As I sit here writing this blog post, I am getting ready for bed. I'm getting ready for bed the night before my last day of school for my undergraduate degree. I'm getting ready for bed the night before my last morning coffee date with my best friend for a while.

Honestly, this week's blog was not going to be on this topic. It was going to be on IBD awareness week which is also currently going on. However, this post was on my heart and I felt called to share.

When I was applying for colleges, I had never heard of Erskine College in the small town of Due West, South Carolina. Not many people have. However, when I visited for the first time, this felt like home. I could have gone to the big state schools in Georgia, Alabama, Florida, etc. but something called me to Erskine.

I originally came to Erskine to play soccer. The first day of preseason, a cyst I had in my knee for ten years ruptured and I had to have knee surgery shortly after. Not the way to start your college career, I know. After surgery, PT, an infection, and months of crutches and a knee immobilizer, I finally recovered. During that time, I also quit soccer, a sport I had loved had loved for 15 years of my life and still do to this day.

Right before Christmas break, I got sick.

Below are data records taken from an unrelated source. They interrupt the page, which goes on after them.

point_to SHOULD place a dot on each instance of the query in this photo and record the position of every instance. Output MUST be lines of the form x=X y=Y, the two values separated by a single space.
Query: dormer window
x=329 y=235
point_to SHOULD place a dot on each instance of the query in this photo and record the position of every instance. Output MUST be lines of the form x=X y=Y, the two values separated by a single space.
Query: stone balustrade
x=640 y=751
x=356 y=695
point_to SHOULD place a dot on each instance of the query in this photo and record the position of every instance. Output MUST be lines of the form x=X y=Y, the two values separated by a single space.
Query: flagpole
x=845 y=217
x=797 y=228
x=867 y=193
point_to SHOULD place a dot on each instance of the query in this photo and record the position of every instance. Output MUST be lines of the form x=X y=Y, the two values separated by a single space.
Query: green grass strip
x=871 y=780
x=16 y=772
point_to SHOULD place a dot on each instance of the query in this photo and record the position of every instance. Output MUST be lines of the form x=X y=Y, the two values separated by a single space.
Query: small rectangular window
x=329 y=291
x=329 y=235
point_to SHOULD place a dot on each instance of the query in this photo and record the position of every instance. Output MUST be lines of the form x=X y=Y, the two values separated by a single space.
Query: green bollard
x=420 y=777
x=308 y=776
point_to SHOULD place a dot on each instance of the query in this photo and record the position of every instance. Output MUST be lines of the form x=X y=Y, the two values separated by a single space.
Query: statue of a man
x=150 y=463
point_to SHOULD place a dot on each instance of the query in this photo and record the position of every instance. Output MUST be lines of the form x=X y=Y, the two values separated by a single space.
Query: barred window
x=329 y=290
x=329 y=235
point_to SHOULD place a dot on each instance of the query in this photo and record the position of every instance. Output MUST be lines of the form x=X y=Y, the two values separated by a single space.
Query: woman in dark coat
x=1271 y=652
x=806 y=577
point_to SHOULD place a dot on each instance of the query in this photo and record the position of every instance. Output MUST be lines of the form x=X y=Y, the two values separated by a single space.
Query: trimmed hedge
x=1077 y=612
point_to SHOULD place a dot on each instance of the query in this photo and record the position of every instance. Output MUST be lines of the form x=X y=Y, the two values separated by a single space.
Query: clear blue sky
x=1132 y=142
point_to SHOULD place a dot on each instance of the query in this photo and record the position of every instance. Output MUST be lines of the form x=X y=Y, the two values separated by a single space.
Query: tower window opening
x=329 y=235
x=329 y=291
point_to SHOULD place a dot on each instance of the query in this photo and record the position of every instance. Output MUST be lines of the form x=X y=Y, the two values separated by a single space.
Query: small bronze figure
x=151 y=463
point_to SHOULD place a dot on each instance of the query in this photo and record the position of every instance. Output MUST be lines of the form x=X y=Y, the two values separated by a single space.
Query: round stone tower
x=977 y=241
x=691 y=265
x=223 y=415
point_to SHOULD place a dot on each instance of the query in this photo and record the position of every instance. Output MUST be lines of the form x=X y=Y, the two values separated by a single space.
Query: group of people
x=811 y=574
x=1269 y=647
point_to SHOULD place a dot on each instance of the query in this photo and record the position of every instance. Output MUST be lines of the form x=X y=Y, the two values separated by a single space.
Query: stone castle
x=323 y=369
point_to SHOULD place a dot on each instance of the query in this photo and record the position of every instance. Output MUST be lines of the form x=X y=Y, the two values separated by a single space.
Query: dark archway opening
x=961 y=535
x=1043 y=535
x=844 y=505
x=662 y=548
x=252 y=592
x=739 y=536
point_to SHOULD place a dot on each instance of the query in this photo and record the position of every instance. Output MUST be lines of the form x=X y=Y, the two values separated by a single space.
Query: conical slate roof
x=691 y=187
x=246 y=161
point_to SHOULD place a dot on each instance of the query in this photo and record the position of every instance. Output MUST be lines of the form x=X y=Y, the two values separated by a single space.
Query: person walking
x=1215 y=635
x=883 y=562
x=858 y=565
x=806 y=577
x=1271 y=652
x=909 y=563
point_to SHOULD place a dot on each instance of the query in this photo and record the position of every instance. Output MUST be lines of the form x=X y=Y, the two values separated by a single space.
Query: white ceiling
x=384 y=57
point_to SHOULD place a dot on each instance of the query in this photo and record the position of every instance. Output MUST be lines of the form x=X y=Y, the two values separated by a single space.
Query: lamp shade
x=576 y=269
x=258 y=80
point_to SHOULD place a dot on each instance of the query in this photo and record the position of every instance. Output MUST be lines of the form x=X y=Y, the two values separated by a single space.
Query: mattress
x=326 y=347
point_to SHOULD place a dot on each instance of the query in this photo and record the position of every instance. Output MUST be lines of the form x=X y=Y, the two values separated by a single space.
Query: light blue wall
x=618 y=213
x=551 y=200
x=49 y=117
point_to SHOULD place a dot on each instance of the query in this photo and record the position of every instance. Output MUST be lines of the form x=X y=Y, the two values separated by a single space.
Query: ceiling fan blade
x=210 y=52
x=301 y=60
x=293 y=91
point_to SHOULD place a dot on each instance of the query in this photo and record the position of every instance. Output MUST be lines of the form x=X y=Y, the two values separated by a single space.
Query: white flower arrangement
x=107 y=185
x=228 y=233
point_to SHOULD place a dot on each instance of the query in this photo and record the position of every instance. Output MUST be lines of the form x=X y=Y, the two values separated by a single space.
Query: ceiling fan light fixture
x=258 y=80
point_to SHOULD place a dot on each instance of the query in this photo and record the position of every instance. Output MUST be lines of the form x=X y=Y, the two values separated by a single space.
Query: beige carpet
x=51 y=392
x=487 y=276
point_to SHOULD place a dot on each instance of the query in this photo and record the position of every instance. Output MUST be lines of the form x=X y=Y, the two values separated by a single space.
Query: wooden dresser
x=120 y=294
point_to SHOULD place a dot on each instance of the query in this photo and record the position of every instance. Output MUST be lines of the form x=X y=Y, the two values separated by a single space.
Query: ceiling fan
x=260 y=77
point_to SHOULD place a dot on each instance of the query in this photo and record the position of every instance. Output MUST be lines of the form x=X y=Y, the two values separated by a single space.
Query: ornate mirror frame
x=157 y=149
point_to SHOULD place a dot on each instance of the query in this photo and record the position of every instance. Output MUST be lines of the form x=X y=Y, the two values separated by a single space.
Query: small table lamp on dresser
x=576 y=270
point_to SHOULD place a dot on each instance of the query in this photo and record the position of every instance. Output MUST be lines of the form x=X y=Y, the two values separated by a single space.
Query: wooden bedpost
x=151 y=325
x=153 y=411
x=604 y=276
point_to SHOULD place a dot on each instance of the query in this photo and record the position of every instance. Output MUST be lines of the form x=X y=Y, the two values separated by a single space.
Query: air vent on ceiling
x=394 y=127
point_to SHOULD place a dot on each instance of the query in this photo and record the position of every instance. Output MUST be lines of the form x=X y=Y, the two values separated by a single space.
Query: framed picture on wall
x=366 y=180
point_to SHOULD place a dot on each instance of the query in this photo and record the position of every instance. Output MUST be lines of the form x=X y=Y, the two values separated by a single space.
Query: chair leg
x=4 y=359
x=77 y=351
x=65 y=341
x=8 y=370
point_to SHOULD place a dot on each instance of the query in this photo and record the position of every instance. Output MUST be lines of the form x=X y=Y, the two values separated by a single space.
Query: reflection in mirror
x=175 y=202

It felt like a stomach bug, but I couldn't seem to shake it. By the time my spring semester rolled around I was sick as a dog. I constantly missed class and had numerous days where I could not get out of bed. Even after I finally got my diagnosis late into my sophomore year, I was miserable and sick more days than not. What made it even harder was that during the worst of it, I had no explanation as to what was going on. All I could tell my professors was:

"I'm going to a ton of doctors right now to figure it out. "

"I won't be in class today due to falling ill."

"Can I have an extension on this assignment because I have been severely ill the past few days?"

Honestly, the amount of emails I had to send along these lines were embarrassing. However, my professors were super understanding and worked with me to figure out how to make school worked.

Coming out of freshman year, I had a 2.1 GPA. This was extremely hard for me because I entered college with a 3.78 from high school. I had never done so poorly in school, even though I had an excuse. This also made it more stressful moving forward because I had to work even harder to make sure I brought that GPA so I could still reach my goal of becoming a nurse.

Looking back on my college career, Im proud. Im proud of my past self for pushing through. I'm also extremely thankful for Erskine College. Im extremely thankful for my professors and staff here who have supported me the past 3.5 years. I'm thankful for all of my friends I have made and who have stuck with me since the very beginning.

I tell people all the time, if it were not for Erskine College and the school being so small, I would have had to take a gap semester or year to figure out my medical problems. If Erskine College was not so small, I would not be graduating early. If Erskine College was not so small, I would not have found myself.

I will forever be thankful for this sweet, small alma mater of mine. However, I am so excited for what comes next. The day this blog is posted, I have four more days in South Carolina and then I'm moving to Tennessee for nursing school.